Manual Annotation
This section showcases the different functionalities available from a Dimensionality Reduction Plot using a UMAP plot of an Expression Matrix () generated from data from [MacParland et al., 2018].
The cells in a plot can be colored using different sources of information, such as Cell Clusters, Cell Annotations, features expression and sample of origin. To enable this coloring, the relevant elements are associated with the plot by dragging and dropping them in the corresponding groups of the Side Panel (see figure 17.1).
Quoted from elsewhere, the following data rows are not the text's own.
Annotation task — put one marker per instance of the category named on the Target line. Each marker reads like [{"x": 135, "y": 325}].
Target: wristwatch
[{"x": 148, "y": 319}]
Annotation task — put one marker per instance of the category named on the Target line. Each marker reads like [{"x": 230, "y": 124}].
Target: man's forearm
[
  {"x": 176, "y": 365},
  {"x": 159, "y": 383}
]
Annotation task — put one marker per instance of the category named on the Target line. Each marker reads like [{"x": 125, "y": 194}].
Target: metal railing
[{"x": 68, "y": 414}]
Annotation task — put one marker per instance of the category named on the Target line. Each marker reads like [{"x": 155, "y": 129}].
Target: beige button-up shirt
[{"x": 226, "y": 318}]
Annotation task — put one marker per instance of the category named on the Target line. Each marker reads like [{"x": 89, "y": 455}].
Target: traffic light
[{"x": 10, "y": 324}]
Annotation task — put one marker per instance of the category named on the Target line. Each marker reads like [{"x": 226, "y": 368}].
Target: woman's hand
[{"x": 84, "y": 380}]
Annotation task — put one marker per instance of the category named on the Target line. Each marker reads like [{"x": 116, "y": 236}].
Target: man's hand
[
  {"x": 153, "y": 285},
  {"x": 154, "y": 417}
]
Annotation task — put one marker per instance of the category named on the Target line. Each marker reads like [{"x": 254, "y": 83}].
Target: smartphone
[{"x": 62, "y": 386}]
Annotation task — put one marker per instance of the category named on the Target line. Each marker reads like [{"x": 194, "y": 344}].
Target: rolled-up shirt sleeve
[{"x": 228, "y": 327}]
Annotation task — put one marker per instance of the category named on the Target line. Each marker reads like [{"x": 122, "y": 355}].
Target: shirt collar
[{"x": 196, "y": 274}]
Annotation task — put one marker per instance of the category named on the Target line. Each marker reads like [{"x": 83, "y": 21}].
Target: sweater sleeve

Figure 17.1: Cells are colored by clusters produced by Cluster Single Cell Data (see Cluster Single Cell Data). The category 'Leiden (resolution=0.5)' was chosen in the Side Panel Clusters group.
To visualize the same Dimensionality Reduction Plot using different sources of information for coloring, the plot can be opened multiple times and the windows can be rearranged by dragging and dropping (see figure 17.2).
Figure 17.2: The same Dimensionality Reduction Plot is opened two times, and cells are colored by the automated clusters with 'Leiden (resolution=1.0)' (top) and the predicted cell types (bottom) produced by Predict Cell Types (see Predict Cell Type) using the human pre-trained cell classifier (see The Reference Data Manager). The label for the selected cell types is added on the plot by choosing 'Show labels from: Clusters' in the 'Coloring and highlighting' Side Panel group.
On mouse hover, a tool-tip shows summaries for the nearby cells (see figure 17.3). The same type of summary can be obtained for a group of selected cells by choosing 'Show Information for Selected' from the plot right-click menu (see figure 17.4).
Figure 17.3: When the mouse hovers over the plot, a tool-tip is displayed summarizing the nearby cells, containing information from the elements associated to the plot, and the feature expression for any selected features.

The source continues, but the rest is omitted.